Challenger Medical Education Blog

Most Missed Question in Internal Medicine Prep – Dieulafoy Lesion

Written by Challenger Corporation | Dec 24, 2025 6:57:32 PM

When a patient has hematemesis but EGD shows blood with no ulcer or varices, think of an intermittently bleeding lesion like a Dieulafoy lesion that can be hard to visualize when not actively bleeding.

 

Question - Bleeding source

A 45-year-old man with a history of hypertension, type 2 diabetes mellitus, and long-standing alcohol use presents with sudden-onset nausea and vomiting of bright-red blood.

On physical examination, his pulse in 110 beats/minute and his blood pressure is 140/95 mm Hg. Laboratory studies reveal a glycated hemoglobin level of 8.9 g/dL, platelet count of 210,000/µL, and mean corpuscular volume of 92 fL. Upper endoscopy is performed and demonstrates a normal-appearing esophagus with no hiatal hernia. There is evidence of old blood in the stomach without any erosions, varices, or ulcers, and you note a normal-appearing duodenum.

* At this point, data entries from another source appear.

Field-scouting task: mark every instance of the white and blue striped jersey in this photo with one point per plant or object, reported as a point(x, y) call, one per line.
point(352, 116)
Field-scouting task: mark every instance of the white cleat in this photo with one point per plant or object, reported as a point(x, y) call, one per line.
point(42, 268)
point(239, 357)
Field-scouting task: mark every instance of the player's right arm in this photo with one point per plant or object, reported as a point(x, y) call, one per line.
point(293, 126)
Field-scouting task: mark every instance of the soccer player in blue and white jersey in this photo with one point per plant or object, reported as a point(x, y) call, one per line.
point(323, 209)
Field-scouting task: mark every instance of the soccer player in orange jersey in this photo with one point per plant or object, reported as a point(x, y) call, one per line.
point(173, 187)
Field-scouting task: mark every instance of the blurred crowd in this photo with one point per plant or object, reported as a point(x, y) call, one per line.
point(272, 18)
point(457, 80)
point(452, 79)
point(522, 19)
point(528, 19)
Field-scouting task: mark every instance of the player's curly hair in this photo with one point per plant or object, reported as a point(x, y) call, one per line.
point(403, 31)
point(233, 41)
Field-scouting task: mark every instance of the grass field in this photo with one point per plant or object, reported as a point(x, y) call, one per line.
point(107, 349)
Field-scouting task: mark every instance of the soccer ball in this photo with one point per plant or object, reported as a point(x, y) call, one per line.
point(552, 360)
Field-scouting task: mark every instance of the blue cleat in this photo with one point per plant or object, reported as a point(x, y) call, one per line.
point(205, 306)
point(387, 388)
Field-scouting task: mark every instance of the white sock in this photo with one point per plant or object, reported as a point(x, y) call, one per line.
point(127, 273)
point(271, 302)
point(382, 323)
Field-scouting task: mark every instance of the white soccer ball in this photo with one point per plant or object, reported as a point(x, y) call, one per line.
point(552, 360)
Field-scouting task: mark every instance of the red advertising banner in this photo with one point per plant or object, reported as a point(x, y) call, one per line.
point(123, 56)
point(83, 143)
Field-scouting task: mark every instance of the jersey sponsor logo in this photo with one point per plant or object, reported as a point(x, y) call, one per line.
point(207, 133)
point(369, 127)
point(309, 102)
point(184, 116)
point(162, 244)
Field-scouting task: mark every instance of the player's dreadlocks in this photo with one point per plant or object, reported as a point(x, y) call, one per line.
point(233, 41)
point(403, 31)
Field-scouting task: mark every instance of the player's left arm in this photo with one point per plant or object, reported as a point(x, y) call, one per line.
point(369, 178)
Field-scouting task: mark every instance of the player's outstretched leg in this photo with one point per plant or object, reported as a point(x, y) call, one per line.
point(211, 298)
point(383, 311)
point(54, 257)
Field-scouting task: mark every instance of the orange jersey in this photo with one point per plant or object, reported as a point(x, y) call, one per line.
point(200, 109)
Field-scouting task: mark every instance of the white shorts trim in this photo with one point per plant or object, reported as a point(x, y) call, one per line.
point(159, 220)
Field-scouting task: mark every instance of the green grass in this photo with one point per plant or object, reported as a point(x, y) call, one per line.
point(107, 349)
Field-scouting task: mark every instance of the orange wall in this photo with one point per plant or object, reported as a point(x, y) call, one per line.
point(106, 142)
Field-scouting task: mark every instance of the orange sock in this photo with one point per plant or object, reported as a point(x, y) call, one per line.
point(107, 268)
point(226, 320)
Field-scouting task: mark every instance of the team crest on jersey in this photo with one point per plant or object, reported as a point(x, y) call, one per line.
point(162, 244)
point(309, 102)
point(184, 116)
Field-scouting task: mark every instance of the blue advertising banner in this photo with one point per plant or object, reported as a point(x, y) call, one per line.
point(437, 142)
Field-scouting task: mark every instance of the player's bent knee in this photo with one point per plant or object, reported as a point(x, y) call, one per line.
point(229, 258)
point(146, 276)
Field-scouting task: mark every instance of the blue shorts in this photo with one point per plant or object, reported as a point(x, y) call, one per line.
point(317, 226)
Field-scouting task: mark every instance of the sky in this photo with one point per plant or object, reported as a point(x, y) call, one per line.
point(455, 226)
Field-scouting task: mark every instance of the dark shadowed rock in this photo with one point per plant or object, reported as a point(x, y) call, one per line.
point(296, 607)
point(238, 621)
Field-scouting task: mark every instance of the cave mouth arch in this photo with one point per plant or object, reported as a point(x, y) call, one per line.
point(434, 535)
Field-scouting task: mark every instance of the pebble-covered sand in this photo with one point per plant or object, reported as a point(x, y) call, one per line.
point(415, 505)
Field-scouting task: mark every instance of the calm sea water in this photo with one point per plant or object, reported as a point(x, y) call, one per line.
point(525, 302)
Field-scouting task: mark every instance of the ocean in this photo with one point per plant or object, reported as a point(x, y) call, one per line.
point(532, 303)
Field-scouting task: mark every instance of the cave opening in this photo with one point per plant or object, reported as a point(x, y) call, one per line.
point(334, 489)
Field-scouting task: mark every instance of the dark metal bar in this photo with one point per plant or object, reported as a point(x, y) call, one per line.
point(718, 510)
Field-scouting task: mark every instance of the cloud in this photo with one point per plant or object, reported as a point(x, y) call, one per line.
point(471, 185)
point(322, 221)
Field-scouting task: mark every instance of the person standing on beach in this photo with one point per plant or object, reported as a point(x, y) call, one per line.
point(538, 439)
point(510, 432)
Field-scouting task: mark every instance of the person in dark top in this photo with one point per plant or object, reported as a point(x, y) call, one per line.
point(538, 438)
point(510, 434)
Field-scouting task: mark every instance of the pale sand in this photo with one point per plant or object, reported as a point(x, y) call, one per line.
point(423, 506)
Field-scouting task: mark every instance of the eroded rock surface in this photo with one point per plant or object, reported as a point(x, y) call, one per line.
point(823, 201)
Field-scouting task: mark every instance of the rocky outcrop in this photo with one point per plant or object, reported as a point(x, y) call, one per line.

What is the likely cause of this patient's bleeding?

Answer Options:  
A. esophageal varices  
B. portal gastropathy  
C. small intestinal angiodysplasia  
D. Cameron lesion  
E. Dieulafoy lesion

 

Dieulafoy lesions are an important board-relevant cause of significant, often sudden upper GI bleeding where endoscopy may show blood in the stomach without an obvious ulcer crater. They represent a large-caliber submucosal artery that erodes through a small mucosal defect, so the surrounding mucosa can appear normal—and the lesion can be missed if bleeding has stopped by the time of EGD.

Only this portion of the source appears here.